Not to put to a grim spin on the holiday weekend at hand, but ...
With the death of David Cassidy a few days ago, it does seem that the Bloomington Center for the Performing Arts has been serving as a kind of "last stand" forum for some of those doing the performing.
In the past few years alone, the BCPA stage has hosted a quartet, ranging from legends to pop culture fixtures, that numbered the venue among its last stands.
In the summer of 2014, the bona fide legend, B.B. King, then 88 and nearing the end of his historic journey, was booked.
Most of us sensed this would be his last time through.
Eleven months later he was gone, along with the thrill of ever getting to see him in person again.
Preceding King, two years prior, was another legend to some, country-pop singer Glen Campbell, whose "Goodbye Tour" was specifically named in the wake of his then-recent diagnosis with Alzheimer's disease.
Ironically, as the only performer whose show was specifically keyed to his end of days, Campbell's performing career continued another couple years, even as his condition worsened.
He passed in August, five years after saying goodbye to us (the BCPA show was, in fact, his final downstate Illinois appearance).
A year ago this spring (April 2016), 91-year-old Hal Holbrook brought his "Mark Twain Tonight" show — the longest-running one-man show in U.S. theater history — back to the BCPA amid disconcerting field reports of a faltering memory on stage.
In his interview with The Pantagraph's GO! section, Holbrook described dealing with old age as as something "to get mad about," then "get out of bed and try to knock it down."
Alas, a year later, the faltering memory issues have struck the winning blow: In September, the actor, now 92, announced he was abruptly pulling the plug on the show's epic 63-year run, canceling a fall tour that was to have begun Oct. 6.
Happily, it's only the show, not the actor himself, that has been put to rest.
Which brings us to the case of Cassidy, who was, in fact, a seasoned 67 when he passed Wednesday, but seemed fated to be forever boyish, per his best-known character of Keith Partridge, who lived and breathed on TV nearly 50 years ago.
Just two autumns past, Cassidy headlined a BCPA show after confiding in a GO! interview a week or so prior that this likely would be our last chance to see him.
"I have a beautiful new partner who I love very much, and who loves me, and I have a sense of a wonderful kind of freedom," he said.
"And I think now I am going to be semi-retired and retreat from live performing, except maybe for one or two gigs a year."
At the time of interview, Cassidy was coming out of a rough, media-fixated stretch of alcohol and financial woes.
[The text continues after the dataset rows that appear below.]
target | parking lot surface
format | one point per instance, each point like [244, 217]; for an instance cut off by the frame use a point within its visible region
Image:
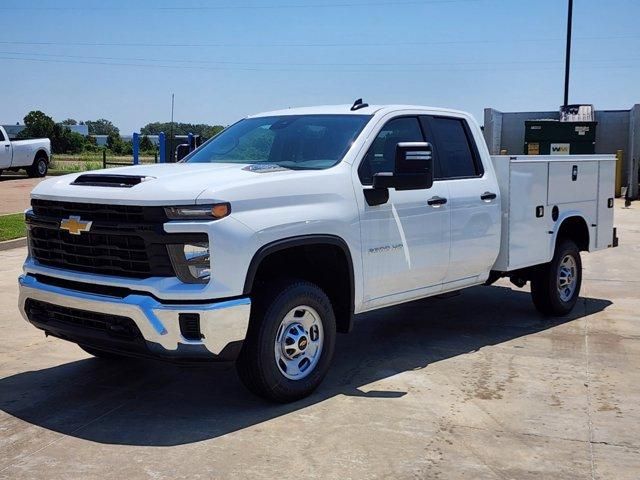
[14, 192]
[476, 386]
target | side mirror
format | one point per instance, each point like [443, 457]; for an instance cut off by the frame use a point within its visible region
[413, 168]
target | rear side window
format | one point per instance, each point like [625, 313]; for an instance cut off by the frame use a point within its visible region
[382, 153]
[457, 155]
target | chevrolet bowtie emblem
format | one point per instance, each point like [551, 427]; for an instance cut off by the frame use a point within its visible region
[75, 225]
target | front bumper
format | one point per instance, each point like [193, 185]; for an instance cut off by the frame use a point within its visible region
[223, 324]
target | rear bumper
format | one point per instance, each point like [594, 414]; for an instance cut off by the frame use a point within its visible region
[157, 331]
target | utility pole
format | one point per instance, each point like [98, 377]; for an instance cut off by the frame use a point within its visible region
[567, 67]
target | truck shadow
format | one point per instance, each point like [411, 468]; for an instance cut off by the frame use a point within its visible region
[156, 404]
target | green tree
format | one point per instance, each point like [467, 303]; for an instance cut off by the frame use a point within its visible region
[101, 126]
[204, 130]
[37, 125]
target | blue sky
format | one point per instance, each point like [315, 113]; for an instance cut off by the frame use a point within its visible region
[225, 59]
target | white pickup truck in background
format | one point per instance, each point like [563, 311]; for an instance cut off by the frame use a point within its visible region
[269, 238]
[30, 155]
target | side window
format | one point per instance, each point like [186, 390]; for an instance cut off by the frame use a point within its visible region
[382, 153]
[457, 156]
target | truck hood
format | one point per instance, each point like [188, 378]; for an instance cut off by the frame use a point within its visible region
[163, 184]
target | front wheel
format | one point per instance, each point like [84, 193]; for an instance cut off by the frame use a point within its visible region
[556, 286]
[290, 342]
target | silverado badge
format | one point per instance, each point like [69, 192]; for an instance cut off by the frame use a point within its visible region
[75, 225]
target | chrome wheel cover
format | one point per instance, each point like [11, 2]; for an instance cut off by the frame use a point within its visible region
[567, 277]
[298, 342]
He sounded optimistic and re-energized about his future of a new relationship and a retreat from the unblinking public eye.
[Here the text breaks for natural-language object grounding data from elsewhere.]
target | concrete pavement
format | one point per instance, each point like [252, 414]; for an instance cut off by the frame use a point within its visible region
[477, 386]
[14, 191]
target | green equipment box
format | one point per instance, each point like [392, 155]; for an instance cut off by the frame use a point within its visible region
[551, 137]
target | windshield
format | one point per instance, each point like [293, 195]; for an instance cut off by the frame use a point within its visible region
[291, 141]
"Having a career and these distractions can suck a lot of energy out of you," he confided. "But, now, it's kind of like a page is turning, right now, as we speak."
The health issues that would mark that page surfaced around a year later, and led to the sad outcome this week.
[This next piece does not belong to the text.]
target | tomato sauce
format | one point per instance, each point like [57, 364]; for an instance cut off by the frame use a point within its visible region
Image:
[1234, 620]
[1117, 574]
As we stand on the brink of a new year and the arrival of another legend of sorts, 88-year-old Ed Asner, who'll take to the BCPA stage in February, we can only suggest for those interested: It's now or ... yes, that.
The week ahead in arts
Giving him this day: Internationally renowned composer David Maslanka, who had a close relationship with Illinois State University's School of Music over the years before his Aug. 6 death, will be memorialized in a concert at 8 p.m. Wednesday in the CPA Concert Hall on campus. The ISU Wind Symphony will perform a selection of his works, including "Give Us This Day" and "Traveler," while Roy Magnuson, professor of composition at ISU and a student during the time when Maslanka was an annual fixture on campus, will speak on his close mentor relationship.
Go into their dance: It's a footloose week ahead for dance enthusiasts, courtesy of the ISU School of Theater and Dance's annual Fall Dance Concert, 7:30 p.m. Thursday through Saturday, with a 2 p.m. matinee Saturday. Also on tap is Twin Cities Ballet's annual performance of "The Nutcracker," 2 p.m. Saturday and Sunday (and, yep, that's popular area country singer Eric Gordon in hoop skirt and wig as Mother Ginger ... with a beard ... and a guitar).